Creating Lasting Change with Fun and Easy Recipes

So often in the beginning of a new year, people decide to change their habits to create better health. The tweaks listed below alter your trajectory and, over time, add up to big results.

1. Limit alcohol to twice a week.

2. Move your body—walking can deliver big results. 

3. Get quality, restorative sleep. 

4. Eat protein with every meal.

Optavia offers tools to make incorporating protein into your meals super simple. Eating healthy doesn't have to be boring. Here are a few recipes my clients love.

Chicken Fajita Lettuce Wraps:

Combine 1 pound thinly sliced chicken breast, 2 thinly sliced bell peppers, 2 teaspoons olive oil, 2 teaspoons fajita seasoning, and juice from half a lime. Mix well to coat. Spread on a foil-lined baking sheet and bake at 400° 25-30 minutes. Serve in 6 romaine lettuce leaves topped with 1/4 cup plain non-fat Greek yogurt, if desired. 

Serves 2 (3 wraps per serving). Per serving: 1 Lean, 3 Green, 1 Healthy Fat, 3 Condiments.

Bacon Cheeseburger Bites:

Combine 1 pound lean ground beef, 1/4 cup finely chopped yellow onion, 1 minced garlic clove, 1 tablespoon Worcestershire sauce, and 1/2 teaspoon salt. Mix well and form into 24 meatballs. Place on foil-lined baking sheet sprayed with cooking spray. Bake at 400° 15 minutes. Cut 4 ultra-thin slices of cheddar cheese into 6 rectangles each. Top each meatball with a piece of cheese.

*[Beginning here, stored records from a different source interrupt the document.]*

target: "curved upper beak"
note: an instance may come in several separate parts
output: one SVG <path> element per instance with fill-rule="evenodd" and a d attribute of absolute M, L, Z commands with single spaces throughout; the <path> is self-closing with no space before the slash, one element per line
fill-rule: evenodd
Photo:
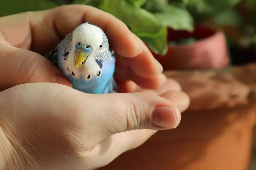
<path fill-rule="evenodd" d="M 86 54 L 81 51 L 76 50 L 75 52 L 75 63 L 77 68 L 82 66 L 82 64 L 81 64 L 84 61 L 89 54 L 90 53 Z"/>

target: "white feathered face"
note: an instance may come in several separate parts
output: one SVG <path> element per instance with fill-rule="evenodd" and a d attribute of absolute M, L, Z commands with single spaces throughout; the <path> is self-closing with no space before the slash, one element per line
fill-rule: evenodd
<path fill-rule="evenodd" d="M 95 51 L 102 48 L 104 33 L 99 27 L 87 23 L 80 25 L 74 30 L 72 46 L 75 48 L 77 68 L 83 67 L 88 56 L 94 55 Z"/>
<path fill-rule="evenodd" d="M 99 77 L 103 63 L 110 53 L 105 33 L 99 27 L 86 23 L 74 30 L 72 41 L 71 50 L 67 61 L 72 74 L 76 73 L 73 76 L 77 77 L 74 74 L 78 76 L 81 74 L 90 79 Z"/>

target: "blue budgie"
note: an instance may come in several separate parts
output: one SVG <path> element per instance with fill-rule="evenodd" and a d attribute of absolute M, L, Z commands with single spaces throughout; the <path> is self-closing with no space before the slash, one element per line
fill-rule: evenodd
<path fill-rule="evenodd" d="M 62 70 L 74 88 L 93 94 L 116 93 L 114 53 L 98 27 L 80 25 L 46 57 Z"/>

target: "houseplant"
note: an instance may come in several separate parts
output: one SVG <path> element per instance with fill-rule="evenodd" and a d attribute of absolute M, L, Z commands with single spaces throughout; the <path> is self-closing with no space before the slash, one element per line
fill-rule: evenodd
<path fill-rule="evenodd" d="M 94 6 L 123 21 L 145 42 L 164 69 L 193 69 L 218 68 L 228 64 L 223 33 L 197 23 L 240 0 L 224 1 L 220 5 L 209 0 L 196 3 L 165 1 L 167 4 L 160 0 L 74 0 L 73 3 Z"/>
<path fill-rule="evenodd" d="M 201 21 L 199 20 L 200 22 Z M 203 29 L 207 27 L 198 25 L 200 27 Z M 179 32 L 184 36 L 192 32 L 187 29 L 184 31 L 182 29 L 178 31 L 179 29 L 168 29 L 170 30 L 169 32 L 173 33 L 171 36 Z M 218 33 L 216 32 L 220 32 L 214 31 L 212 35 Z M 225 37 L 222 37 L 225 41 Z M 200 40 L 196 41 L 187 45 L 200 42 Z M 222 44 L 226 45 L 225 43 Z M 177 46 L 180 46 L 178 44 Z M 151 49 L 154 51 L 154 49 Z M 164 57 L 174 57 L 178 59 L 178 55 L 174 56 L 173 54 L 170 53 L 169 55 Z M 163 57 L 154 55 L 159 58 Z M 202 55 L 198 55 L 203 57 Z M 165 62 L 169 67 L 165 68 L 173 69 L 169 67 L 170 60 L 165 61 L 168 62 Z M 205 62 L 201 60 L 198 65 L 188 68 L 196 68 Z M 164 62 L 161 62 L 164 65 Z M 179 63 L 176 64 L 176 69 L 188 67 L 187 65 L 181 67 Z M 213 67 L 211 66 L 210 64 L 207 67 L 210 68 Z M 250 72 L 251 76 L 253 76 L 256 70 L 254 67 Z M 144 145 L 124 153 L 99 169 L 247 170 L 255 124 L 255 109 L 253 95 L 251 95 L 253 91 L 251 88 L 253 86 L 251 82 L 244 80 L 248 74 L 248 68 L 231 68 L 222 72 L 166 71 L 166 74 L 179 82 L 183 90 L 191 98 L 191 104 L 183 113 L 180 125 L 175 129 L 158 132 Z"/>

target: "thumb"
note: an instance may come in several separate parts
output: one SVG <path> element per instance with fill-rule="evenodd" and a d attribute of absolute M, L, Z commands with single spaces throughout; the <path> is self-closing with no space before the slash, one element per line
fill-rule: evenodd
<path fill-rule="evenodd" d="M 186 95 L 176 93 L 180 93 L 182 97 L 179 100 L 189 104 Z M 91 123 L 94 127 L 90 128 L 98 135 L 94 136 L 98 138 L 96 142 L 127 130 L 175 128 L 180 121 L 178 108 L 169 100 L 155 95 L 134 93 L 86 95 L 90 101 L 86 105 L 86 112 L 91 113 L 90 117 L 87 115 L 84 118 L 95 122 Z"/>
<path fill-rule="evenodd" d="M 40 82 L 72 86 L 62 72 L 46 58 L 36 53 L 13 47 L 2 36 L 2 38 L 0 37 L 0 72 L 3 73 L 0 74 L 0 88 Z"/>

Bake 2 additional minutes. Cool. Cook 3 slices of turkey bacon. Cut each into 8 pieces. Assemble each bite on a toothpick in this order: meatball, bacon, dill pickle slice, piece of green leaf lettuce, and a cherry tomato.

Serves 4 (6 bites per serving). Per serving: 1 Lean, 1 Green, 3 Condiments.

Mini Pepper Nachos:

Sauté 1/4 cup diced jalapeños in a lightly greased skillet until tender. Mix jalapeños with a 12 ounce can low sodium chicken breast in water (drained), 6 ounces avocado (mashed), 1/2 cup plain, low-fat Greek yogurt, 1 cup low-fat shredded cheddar cheese, and 1 teaspoon chili powder. Halve 24 mini bell peppers, remove seeds and stems, and fill with chicken mixture. Place in a casserole dish and sprinkle with another cup of shredded cheese. Broil in oven until cheese is melted, 2-4 minutes. Garnish with 1/4 cup chopped scallions.

Serves 4 (12 pepper halves per serving). Per serving: 1 Lean, 3 Green, 1 Healthy Fat, 1 Condiment.